Appeals Court Wire Act Ruling Shores Up Online Gaming

Online gambling interests got extremely good news on Wednesday when the U.S. Court of Appeals for the First Circuit upheld a District-level ruling that the Wire Act’s reach was limited to include wagering on sports events only.
The ruling puts to rest a threat from the U.S. Department of Justice to the multi-billion-dollar internet gambling industry, from state-run lotteries that conduct online sales to the array of licensed and legal gaming operators that offer online casino games.
The DOJ was challenging the established norms of online gaming, including casinos, that have been in place for about a decade, following a recent reversal of a DOJ Office of Legal Counsel opinion on the 60-year-old Federal Wire Act. The recent DOJ stance, which the federal appeals court rejected, was that the Wire Act applied to gambling activities beyond sports events.
A New Hampshire federal district judge had already sided with the New Hampshire Lottery, which was challenging the DOJ. Wednesday’s federal appeals court decision cemented that previous ruling.

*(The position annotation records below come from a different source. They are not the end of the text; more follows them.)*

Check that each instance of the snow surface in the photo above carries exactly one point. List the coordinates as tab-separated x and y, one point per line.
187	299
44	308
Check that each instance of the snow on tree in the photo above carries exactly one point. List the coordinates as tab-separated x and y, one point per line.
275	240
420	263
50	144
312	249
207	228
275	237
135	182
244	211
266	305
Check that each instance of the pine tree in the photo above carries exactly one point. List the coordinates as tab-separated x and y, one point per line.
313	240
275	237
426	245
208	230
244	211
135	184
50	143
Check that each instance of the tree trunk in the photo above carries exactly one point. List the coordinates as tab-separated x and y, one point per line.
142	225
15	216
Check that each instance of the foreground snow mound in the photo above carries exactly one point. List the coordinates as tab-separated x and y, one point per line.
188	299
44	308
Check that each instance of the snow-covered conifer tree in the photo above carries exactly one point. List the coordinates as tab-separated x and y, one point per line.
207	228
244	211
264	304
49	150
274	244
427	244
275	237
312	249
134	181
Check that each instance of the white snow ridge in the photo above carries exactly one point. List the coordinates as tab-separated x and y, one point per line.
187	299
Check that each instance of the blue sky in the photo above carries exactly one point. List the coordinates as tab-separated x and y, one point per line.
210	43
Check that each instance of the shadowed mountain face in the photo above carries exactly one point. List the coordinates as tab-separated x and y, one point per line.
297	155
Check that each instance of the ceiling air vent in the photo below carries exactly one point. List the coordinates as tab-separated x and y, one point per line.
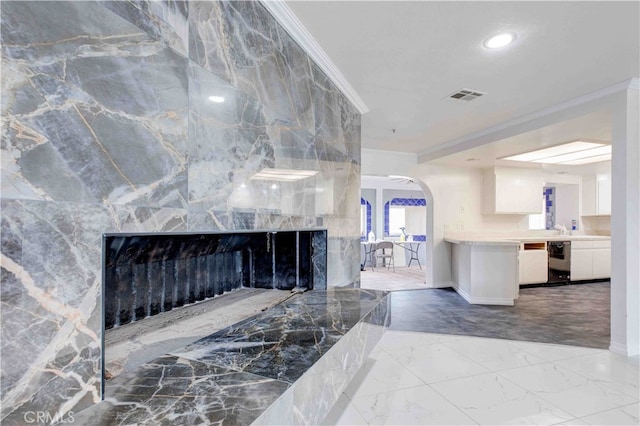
466	94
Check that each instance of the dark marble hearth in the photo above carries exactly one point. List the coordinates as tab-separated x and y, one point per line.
286	365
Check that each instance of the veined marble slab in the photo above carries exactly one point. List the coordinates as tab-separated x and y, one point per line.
286	365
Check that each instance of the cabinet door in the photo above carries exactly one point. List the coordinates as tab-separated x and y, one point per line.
601	263
581	264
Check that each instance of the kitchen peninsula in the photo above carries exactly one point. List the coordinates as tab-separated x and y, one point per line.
488	270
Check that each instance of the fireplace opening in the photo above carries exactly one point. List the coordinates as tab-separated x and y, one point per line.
154	282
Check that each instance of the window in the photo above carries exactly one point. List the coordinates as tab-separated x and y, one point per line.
396	220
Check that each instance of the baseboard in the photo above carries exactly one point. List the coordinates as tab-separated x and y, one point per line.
483	300
445	284
622	349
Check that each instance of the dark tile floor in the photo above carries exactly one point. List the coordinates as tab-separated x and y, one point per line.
571	315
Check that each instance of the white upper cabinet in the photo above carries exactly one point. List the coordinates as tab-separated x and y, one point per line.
596	195
512	191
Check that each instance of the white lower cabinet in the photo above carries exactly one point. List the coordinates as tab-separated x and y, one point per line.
581	264
601	263
533	268
590	260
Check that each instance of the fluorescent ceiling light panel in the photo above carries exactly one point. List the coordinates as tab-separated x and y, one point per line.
499	40
585	152
606	157
283	175
578	155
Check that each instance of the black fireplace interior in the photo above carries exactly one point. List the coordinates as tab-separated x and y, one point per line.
146	274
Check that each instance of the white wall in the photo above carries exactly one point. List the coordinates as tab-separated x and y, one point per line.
567	204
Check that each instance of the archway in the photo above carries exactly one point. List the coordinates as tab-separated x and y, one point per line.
378	193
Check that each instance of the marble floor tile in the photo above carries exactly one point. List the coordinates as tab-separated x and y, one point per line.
415	406
490	400
576	394
344	413
494	354
553	352
435	362
573	422
614	370
382	374
627	415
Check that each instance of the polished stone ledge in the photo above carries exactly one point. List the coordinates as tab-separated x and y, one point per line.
286	365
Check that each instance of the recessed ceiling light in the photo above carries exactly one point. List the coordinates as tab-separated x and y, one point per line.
499	40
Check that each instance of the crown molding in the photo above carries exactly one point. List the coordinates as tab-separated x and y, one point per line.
284	15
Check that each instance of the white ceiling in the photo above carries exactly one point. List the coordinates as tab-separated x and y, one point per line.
404	59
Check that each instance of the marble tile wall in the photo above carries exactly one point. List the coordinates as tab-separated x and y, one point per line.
107	127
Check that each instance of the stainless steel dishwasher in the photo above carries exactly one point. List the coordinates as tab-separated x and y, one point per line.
559	262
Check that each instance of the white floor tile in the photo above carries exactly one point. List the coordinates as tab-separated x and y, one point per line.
494	354
607	367
573	422
415	406
436	362
628	415
382	374
344	413
490	399
552	352
570	391
396	340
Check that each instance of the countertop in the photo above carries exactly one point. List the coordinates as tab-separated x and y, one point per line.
514	241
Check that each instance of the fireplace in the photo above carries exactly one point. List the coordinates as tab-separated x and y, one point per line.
148	274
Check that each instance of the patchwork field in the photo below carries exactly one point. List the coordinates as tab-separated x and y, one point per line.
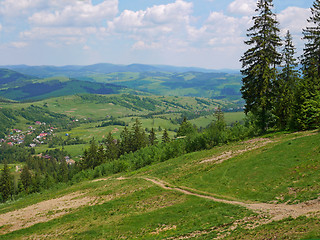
265	188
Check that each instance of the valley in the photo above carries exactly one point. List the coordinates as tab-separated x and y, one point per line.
213	176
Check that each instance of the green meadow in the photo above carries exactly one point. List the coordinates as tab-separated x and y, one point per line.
284	169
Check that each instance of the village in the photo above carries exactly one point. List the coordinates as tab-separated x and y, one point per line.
17	136
34	136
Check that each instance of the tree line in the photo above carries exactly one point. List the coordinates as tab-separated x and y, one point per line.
277	93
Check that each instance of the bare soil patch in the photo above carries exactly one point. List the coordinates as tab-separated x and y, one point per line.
41	212
275	211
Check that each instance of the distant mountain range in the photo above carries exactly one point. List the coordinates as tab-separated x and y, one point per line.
23	82
104	68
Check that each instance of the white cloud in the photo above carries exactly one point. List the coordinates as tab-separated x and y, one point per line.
76	13
21	8
243	7
141	45
294	19
152	23
19	44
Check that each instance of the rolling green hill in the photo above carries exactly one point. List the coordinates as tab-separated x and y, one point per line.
36	89
264	188
158	80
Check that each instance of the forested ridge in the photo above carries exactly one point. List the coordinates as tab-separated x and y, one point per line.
277	95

Spanning decades, the Department of Justice’s overall position regarding the Wire Act—and in more recent times, the DOJ’s Office of Legal Counsel’s opinions—have occasionally been unstable, to put it mildly.
For much of the first half-century of the Wire Act’s existence, the Department of Justice had held that the 1961 anti-gambling law applied to activities beyond sports events despite what many argued was fairly explicit language in that the law, as written, applied to “the placing of bets or wagers on any sporting event or contest.”
Despite that language, the Wire Act (presuming a broad interpretation) was often seen as a potential threat to online poker in the early part of the 21st century as Internet poker companies operated in a perceived legal gray area. As it turned out, it was largely the Unlawful Internet Gambling Enforcement Act of 2006 that torpedoed the booming Internet poker industry five years later in 2011.
Specific to Sports Gambling
Interestingly, at the end of 2011, the DOJ’s Office of Legal Counsel reversed the Department of Justice’s long-held stance on the Wire Act, issuing an opinion that the anti-gambling law was indeed specific to sports gambling. That opinion came as state lotteries were pressing the issue, seeking to sell lottery tickets online.
Once the OLC issued its 2011 opinion, states with casino gambling started passing laws and crafting regulations to allow their legal gambling operators to go online with digital slot machines and table games, as well as Internet poker.
Then, in late 2018, the Trump administration’s DOJ Office of Legal Counsel made a 180-degree pivot and contended that the Wire Act did indeed apply to gambling activities beyond sports gambling.
Of course, state lotteries were upset, not to mention the broader commercial online gambling industry that has blossomed over the last decade. The New Hampshire Lottery, backed by allies, marched into court to challenge the DOJ’s more recent interpretation of the Wire Act. The earlier federal district ruling and Wednesday’s federal appeals court decision were the results.
As President Joe Biden's administration begins, there has been optimism that the Wire Act concerns would be addressed in favor of gaming interests. Prior to the inauguration, prominent law firms expressed the view that Biden would have the DOJ drop its appeal of the district-level ruling and even rescind the 2018 OLC opinion entirely. Today’s appeals court ruling avoids any administrative intervention in the court case.